The Lone Trail
BY LUKE ALLAN
HERBERT JENKINS LIMITED 3 YORK STREET LONDON SW.1
A HERBERT JENKINS' BOOK
Printed in Great Britain by Butler & Tanner Ltd., Frome and London
CONTENTS
THE LONE TRAIL
Inspector Barker, of the Royal North-West Mounted Police, raised his frowning eyes from the weekly report he was scrawling, to watch absent-mindedly the arrival of the Calgary express as it roared out from the arches of the South Saskatchewan bridge and pulled up at the station.
It was a morning ritual of the Inspector's. Three hundred and sixty-five days of the year, relatively at the same hour—if Rocky Mountain slides, foothill floods, and prairie snowstorms permitted—the same train broke in on the mid-forenoon dullness of the cow-town of Medicine Hat; and the same pair of official eyes followed it dully but with the determination of established convention, clinging to it off and on during its twenty minutes' stop for a fresh engine and supplies to carry it on its four days' run eastward.

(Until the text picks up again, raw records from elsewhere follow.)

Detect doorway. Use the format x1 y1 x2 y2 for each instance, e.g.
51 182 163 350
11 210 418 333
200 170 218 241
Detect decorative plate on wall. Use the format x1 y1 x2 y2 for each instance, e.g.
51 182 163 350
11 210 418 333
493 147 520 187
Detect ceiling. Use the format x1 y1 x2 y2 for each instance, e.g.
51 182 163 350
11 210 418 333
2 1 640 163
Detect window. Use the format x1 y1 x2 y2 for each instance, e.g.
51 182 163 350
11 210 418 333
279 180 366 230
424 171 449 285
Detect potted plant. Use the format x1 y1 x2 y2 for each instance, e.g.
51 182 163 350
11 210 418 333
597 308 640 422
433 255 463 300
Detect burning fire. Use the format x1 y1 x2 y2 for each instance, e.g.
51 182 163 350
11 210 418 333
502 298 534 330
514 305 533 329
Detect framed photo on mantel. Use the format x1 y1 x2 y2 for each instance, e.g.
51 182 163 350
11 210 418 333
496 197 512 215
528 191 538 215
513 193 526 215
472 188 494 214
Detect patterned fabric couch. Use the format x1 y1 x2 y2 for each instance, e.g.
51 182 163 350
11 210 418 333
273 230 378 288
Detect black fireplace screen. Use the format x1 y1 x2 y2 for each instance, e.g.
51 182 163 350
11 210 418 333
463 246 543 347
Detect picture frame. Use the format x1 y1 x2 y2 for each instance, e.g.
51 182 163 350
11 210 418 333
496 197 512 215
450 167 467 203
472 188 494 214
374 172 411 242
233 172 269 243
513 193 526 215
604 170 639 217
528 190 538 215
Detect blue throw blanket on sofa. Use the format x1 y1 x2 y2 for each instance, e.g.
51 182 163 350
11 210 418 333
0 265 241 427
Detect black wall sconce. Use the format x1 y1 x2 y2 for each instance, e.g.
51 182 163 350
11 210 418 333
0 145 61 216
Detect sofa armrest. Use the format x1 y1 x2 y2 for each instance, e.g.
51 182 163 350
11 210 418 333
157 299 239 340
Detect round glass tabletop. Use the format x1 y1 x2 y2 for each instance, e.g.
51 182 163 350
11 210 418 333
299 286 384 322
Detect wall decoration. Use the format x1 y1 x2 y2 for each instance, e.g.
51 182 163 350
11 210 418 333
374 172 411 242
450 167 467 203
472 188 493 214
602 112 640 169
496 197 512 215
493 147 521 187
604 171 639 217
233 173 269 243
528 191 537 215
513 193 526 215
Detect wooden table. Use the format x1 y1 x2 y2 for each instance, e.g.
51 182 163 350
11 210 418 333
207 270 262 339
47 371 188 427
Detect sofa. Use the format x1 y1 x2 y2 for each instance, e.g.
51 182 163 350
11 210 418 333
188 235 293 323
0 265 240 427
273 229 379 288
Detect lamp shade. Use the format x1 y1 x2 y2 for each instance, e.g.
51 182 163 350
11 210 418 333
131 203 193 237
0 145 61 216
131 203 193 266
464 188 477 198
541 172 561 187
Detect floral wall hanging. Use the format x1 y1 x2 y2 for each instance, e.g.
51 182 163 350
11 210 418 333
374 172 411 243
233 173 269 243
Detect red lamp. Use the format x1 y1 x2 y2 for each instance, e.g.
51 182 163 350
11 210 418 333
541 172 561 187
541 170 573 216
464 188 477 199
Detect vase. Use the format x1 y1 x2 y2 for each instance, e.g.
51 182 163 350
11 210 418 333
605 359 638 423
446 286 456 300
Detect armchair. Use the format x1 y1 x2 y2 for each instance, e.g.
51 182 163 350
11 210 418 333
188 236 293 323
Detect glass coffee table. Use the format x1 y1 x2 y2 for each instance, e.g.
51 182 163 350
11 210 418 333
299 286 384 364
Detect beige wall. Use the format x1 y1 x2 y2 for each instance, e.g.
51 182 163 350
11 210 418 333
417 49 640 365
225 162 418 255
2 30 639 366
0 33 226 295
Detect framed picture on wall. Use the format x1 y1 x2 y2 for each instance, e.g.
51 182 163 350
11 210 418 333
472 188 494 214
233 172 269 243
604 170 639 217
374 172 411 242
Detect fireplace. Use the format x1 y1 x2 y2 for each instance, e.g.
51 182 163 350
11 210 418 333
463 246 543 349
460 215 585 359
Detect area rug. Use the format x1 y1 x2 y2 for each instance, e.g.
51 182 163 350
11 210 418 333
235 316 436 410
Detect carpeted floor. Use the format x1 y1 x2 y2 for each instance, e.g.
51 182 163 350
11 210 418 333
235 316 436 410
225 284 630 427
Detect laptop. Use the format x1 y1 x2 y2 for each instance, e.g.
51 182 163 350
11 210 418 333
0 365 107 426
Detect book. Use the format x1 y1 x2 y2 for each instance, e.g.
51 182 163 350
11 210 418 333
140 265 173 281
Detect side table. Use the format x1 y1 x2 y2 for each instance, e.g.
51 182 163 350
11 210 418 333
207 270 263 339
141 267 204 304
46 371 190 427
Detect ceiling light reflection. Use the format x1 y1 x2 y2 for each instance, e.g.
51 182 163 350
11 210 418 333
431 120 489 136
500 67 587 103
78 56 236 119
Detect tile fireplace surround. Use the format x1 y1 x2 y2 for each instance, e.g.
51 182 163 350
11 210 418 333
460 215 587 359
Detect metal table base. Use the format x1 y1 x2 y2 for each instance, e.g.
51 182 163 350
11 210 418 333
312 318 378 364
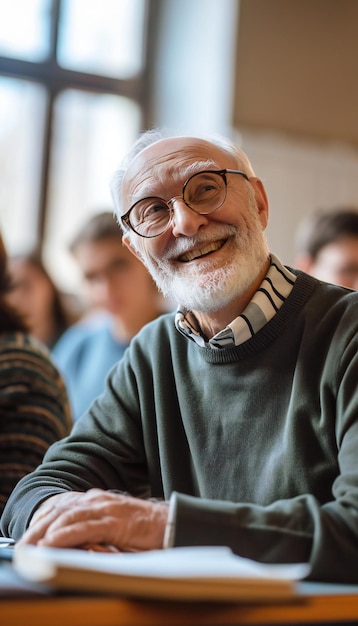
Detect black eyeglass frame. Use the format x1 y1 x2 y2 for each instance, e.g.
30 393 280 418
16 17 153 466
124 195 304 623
121 168 250 238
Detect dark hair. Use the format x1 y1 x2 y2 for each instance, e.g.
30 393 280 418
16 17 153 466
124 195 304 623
0 234 28 333
6 250 77 343
69 211 122 255
296 208 358 260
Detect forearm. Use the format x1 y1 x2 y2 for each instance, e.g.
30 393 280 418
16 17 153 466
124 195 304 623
1 482 71 539
167 492 358 583
1 423 151 540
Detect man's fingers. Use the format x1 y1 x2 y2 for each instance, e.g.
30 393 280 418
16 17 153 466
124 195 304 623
37 519 113 548
18 490 168 552
18 507 62 545
18 491 85 545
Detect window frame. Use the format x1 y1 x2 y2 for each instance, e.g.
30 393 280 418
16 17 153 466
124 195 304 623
0 0 154 251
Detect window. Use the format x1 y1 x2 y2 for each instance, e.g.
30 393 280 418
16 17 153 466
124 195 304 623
0 0 51 61
0 0 149 290
0 77 47 253
58 0 145 78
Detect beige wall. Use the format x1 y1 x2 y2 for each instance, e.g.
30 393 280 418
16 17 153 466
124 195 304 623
234 0 358 145
232 0 358 264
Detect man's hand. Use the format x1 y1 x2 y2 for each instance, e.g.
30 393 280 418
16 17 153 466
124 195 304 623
17 489 168 552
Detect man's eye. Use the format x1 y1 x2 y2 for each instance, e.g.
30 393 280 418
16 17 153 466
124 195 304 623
189 183 219 204
142 202 168 219
201 183 216 193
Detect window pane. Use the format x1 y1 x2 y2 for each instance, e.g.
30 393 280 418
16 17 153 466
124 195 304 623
58 0 148 78
0 77 47 253
44 88 141 290
0 0 51 61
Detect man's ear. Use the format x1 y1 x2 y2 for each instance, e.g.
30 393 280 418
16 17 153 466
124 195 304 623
123 233 144 262
250 178 269 229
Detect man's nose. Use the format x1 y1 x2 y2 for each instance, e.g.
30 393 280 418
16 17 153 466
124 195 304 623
170 198 208 238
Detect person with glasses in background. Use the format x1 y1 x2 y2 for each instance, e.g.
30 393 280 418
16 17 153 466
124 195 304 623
52 211 167 421
3 130 358 584
294 207 358 289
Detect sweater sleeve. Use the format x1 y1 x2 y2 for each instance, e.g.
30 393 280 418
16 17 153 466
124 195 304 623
167 325 358 585
0 334 72 515
0 350 151 539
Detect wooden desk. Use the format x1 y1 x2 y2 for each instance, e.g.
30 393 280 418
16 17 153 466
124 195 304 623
2 584 358 626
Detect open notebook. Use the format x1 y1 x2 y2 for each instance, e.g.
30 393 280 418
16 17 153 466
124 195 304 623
13 545 310 603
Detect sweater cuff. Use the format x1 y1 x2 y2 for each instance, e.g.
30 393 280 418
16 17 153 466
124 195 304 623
162 491 241 549
163 492 178 548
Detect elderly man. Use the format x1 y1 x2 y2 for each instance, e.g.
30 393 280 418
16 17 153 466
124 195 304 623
2 130 358 583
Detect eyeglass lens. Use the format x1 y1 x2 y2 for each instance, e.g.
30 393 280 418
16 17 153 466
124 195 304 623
130 171 227 237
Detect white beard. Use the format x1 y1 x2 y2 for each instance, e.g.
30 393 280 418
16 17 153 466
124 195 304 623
131 202 269 314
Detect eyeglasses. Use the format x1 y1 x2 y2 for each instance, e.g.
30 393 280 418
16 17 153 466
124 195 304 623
121 169 250 238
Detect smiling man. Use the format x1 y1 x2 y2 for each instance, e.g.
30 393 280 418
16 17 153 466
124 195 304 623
119 136 270 335
3 130 358 584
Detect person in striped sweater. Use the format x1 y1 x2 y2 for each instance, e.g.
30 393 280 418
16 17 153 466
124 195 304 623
0 233 72 516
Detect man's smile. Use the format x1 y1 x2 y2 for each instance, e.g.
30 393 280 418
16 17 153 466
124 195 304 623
178 239 226 263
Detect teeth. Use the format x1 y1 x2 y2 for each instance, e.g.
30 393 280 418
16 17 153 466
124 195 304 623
180 241 224 262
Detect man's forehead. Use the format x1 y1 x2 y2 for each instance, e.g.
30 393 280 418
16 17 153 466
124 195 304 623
138 136 220 160
126 137 229 182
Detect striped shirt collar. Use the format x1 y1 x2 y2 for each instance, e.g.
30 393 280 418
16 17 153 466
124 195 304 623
175 254 296 349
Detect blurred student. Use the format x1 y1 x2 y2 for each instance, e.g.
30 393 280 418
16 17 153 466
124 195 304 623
0 233 72 516
52 211 167 421
5 251 80 349
295 208 358 289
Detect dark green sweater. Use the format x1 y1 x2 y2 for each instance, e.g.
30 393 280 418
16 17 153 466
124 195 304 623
2 271 358 582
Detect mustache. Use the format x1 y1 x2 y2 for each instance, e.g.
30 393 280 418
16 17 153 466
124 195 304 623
161 224 237 261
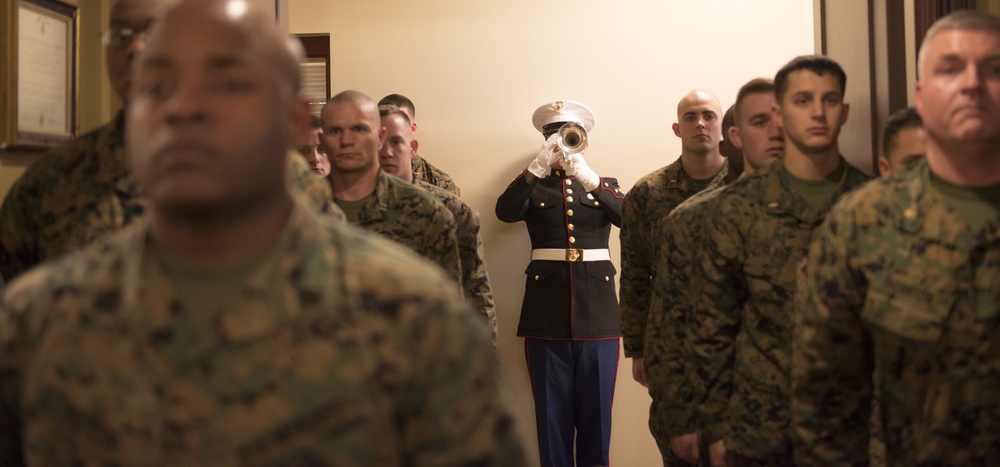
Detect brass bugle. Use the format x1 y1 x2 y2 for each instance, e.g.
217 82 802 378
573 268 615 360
556 122 587 155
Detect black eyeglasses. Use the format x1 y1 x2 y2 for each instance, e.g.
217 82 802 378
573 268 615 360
100 26 147 48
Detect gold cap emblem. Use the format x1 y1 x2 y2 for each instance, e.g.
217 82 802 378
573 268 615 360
554 101 564 111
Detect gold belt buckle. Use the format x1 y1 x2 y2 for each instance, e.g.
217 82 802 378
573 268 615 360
566 248 583 262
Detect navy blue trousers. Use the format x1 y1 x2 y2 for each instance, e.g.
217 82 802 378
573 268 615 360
525 338 619 467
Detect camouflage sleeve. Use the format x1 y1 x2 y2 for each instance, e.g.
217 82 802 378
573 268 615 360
458 209 496 349
646 213 699 436
495 171 534 223
792 205 872 466
424 208 463 288
688 198 747 443
0 176 41 283
619 185 651 358
398 297 521 465
0 280 34 465
348 233 522 465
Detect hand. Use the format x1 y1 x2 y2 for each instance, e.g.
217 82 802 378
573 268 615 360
631 358 648 387
561 153 600 192
670 433 700 464
527 134 561 178
709 439 733 467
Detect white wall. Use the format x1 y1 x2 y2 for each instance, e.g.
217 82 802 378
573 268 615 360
288 1 815 464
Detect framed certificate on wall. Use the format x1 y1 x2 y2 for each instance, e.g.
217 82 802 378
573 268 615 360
1 0 78 149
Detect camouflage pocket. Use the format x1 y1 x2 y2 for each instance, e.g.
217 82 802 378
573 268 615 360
862 281 952 344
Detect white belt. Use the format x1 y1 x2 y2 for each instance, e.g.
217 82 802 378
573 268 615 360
531 248 611 262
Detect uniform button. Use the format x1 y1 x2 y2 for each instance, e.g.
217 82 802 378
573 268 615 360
539 202 545 207
566 188 574 194
604 276 610 281
535 275 540 280
567 209 574 216
565 179 572 185
604 182 609 187
566 196 574 202
569 236 576 243
568 224 575 231
594 201 600 206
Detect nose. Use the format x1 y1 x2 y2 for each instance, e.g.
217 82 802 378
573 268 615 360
960 64 986 92
768 119 784 140
339 130 355 147
165 79 206 126
809 98 826 120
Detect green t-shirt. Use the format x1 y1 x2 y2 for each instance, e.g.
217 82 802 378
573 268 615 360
152 243 277 362
930 170 1000 233
335 193 374 224
782 162 846 212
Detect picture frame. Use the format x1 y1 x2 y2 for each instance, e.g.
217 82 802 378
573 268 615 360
1 0 79 149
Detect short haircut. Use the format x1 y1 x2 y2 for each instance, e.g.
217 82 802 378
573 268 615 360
378 104 411 125
733 78 775 123
917 10 1000 78
881 107 923 157
774 55 847 101
378 94 416 118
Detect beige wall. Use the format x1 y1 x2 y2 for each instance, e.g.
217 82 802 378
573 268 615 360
0 0 817 463
289 0 815 464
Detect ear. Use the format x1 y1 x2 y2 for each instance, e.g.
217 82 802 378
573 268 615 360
411 121 419 134
409 139 419 160
377 126 387 151
288 97 312 151
672 123 681 137
730 126 745 150
840 102 851 125
915 80 924 116
771 102 783 128
877 156 890 178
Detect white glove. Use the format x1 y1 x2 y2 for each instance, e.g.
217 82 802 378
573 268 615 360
527 134 561 178
561 153 600 192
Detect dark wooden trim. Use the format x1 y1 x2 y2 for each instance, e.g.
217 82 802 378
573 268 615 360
820 0 828 55
868 0 880 173
885 0 907 114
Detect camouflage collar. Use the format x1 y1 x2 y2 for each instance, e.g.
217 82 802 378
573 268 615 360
760 156 862 223
661 157 729 193
365 170 394 221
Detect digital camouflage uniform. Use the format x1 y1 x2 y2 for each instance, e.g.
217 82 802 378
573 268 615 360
688 157 870 462
412 154 460 197
418 180 496 348
645 184 728 466
619 158 728 359
793 161 1000 466
0 201 524 466
0 111 340 282
348 171 461 285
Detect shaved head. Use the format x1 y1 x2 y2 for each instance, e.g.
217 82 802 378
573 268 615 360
676 89 723 121
139 0 303 98
327 90 379 121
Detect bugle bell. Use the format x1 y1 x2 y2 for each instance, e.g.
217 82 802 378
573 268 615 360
556 122 588 155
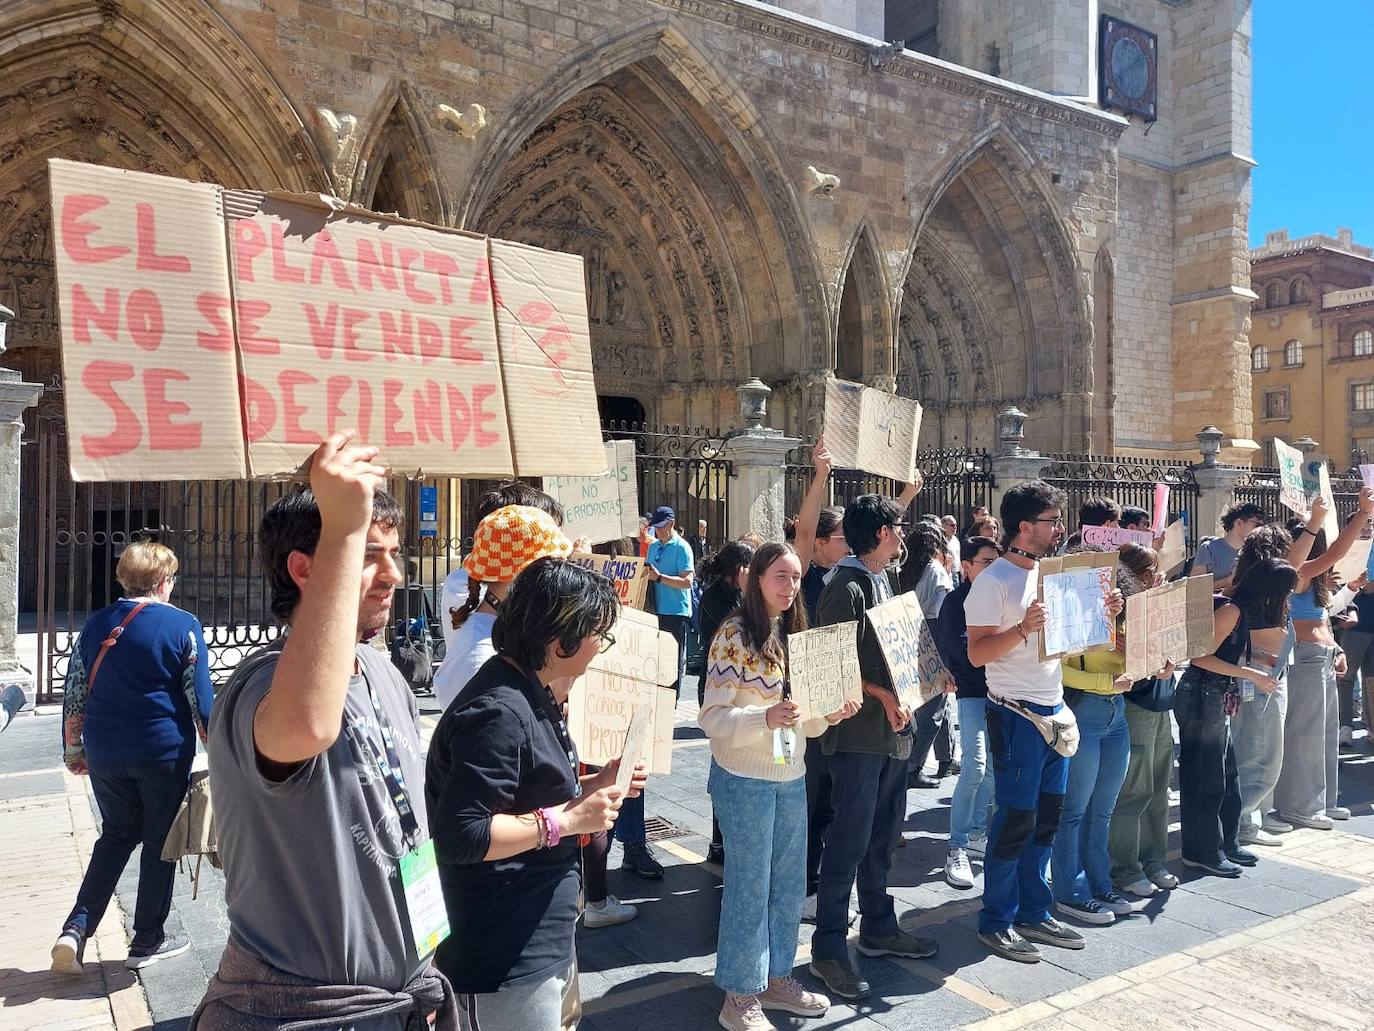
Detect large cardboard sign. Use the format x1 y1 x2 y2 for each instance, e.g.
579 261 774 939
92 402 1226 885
865 593 952 710
567 608 676 773
1275 438 1309 517
1332 535 1372 586
49 159 606 480
1038 552 1118 661
1158 519 1186 576
567 551 649 610
546 440 639 545
1307 460 1340 540
1082 525 1156 550
787 623 862 721
1123 574 1215 681
824 378 923 484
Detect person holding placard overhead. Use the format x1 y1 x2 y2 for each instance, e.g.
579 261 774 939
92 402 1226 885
964 481 1123 964
699 542 860 1031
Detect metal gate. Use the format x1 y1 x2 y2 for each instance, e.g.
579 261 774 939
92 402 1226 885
1038 454 1201 550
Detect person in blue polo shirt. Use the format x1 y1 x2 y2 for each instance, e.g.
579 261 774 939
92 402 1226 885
646 505 695 701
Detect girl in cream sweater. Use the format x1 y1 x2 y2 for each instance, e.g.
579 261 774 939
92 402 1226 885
698 542 859 1031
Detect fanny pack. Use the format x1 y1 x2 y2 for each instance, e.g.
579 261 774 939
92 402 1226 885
989 694 1080 757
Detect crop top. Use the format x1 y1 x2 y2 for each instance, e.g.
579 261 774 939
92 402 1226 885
1213 595 1250 665
1289 587 1326 622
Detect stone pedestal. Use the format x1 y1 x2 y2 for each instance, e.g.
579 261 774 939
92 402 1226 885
720 428 800 544
1193 464 1247 541
0 369 43 700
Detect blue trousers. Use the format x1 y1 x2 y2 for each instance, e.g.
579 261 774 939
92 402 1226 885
810 750 906 961
979 702 1069 934
614 791 645 844
708 763 807 995
1051 694 1130 903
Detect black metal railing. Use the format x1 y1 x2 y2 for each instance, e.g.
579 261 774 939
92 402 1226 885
1038 454 1202 550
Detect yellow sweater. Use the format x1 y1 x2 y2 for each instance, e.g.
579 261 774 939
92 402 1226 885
697 616 830 781
1061 647 1127 696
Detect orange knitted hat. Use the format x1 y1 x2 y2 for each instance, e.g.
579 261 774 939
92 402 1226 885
462 505 571 584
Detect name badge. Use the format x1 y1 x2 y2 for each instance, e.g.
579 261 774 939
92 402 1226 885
398 839 450 959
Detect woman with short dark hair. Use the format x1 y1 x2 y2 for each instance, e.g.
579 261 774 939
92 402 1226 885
426 558 646 1030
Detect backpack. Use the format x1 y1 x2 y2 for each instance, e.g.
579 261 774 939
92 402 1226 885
1179 536 1218 579
390 616 435 696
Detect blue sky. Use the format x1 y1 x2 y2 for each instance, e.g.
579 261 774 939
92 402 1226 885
1250 1 1374 247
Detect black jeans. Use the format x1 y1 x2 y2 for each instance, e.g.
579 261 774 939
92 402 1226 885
804 736 834 895
1174 669 1241 864
657 614 691 700
66 756 193 948
910 695 953 773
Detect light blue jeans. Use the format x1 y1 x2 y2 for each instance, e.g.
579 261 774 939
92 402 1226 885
1051 693 1130 903
708 762 808 995
1232 677 1288 832
949 697 995 848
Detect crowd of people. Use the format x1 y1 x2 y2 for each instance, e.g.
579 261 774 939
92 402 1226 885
48 427 1374 1030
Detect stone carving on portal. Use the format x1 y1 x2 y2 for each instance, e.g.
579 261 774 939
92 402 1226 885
804 166 839 195
315 107 361 198
437 103 488 139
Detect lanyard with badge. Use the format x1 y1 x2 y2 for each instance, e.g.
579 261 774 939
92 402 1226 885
356 665 450 959
774 636 797 766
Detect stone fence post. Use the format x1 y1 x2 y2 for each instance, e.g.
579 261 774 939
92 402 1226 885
989 405 1047 517
1192 425 1246 540
719 378 799 543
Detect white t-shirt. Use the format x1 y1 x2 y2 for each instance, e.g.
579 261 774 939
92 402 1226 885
434 610 497 712
440 567 471 657
963 556 1062 706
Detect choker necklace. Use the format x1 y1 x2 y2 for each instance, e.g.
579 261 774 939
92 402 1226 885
1007 547 1040 562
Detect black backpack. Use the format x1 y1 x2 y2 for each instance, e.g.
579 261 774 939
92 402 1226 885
390 616 435 697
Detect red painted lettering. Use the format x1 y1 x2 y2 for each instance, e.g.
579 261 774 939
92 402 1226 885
325 375 352 437
135 204 191 273
471 382 501 448
60 195 130 265
278 369 320 444
80 361 141 458
379 311 413 360
195 293 234 352
270 223 306 285
236 299 279 355
233 220 267 283
519 301 555 324
342 307 371 362
412 381 443 444
308 229 354 292
70 284 120 345
468 258 502 306
126 289 164 351
144 368 200 450
303 302 337 359
445 384 471 449
356 240 398 293
239 374 276 441
382 379 414 447
399 248 435 305
417 317 443 362
356 379 374 443
447 317 484 364
422 252 460 305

But on Mondays the transcontinental was favoured with a more concentrated attention. On that morning Inspector Barker prepared his weekly report. A pile of letters and staff reports scattered his desk; a smaller pile, the morning's mail, was within reach of his left hand. His right clumsily clutched a fountain pen. Thirty years of strenuous Mounted Police duties, from Constable to Inspector, during a period when Indians, rustlers, cattle-thieves, and the scum of Europe and Eastern Canada, were held to a semblance of order only by the stern hand of the red-coats, had robbed his chirography of any legibility it ever possessed.
His iron-grey hair was rumpled by frequent delvings of his left hand, and the left needle of his waxed moustache was sadly out of line. His tunic was open—he never removed it when on duty—more in capitulation to mental than to physical discomfort, though Medicine Hat can startle more records in July than in the depth of winter, cold-blooded official reports to the contrary notwithstanding. His pipe lay cold beside the half-spilled tobacco pouch that always adorned the corner of his blotting pad.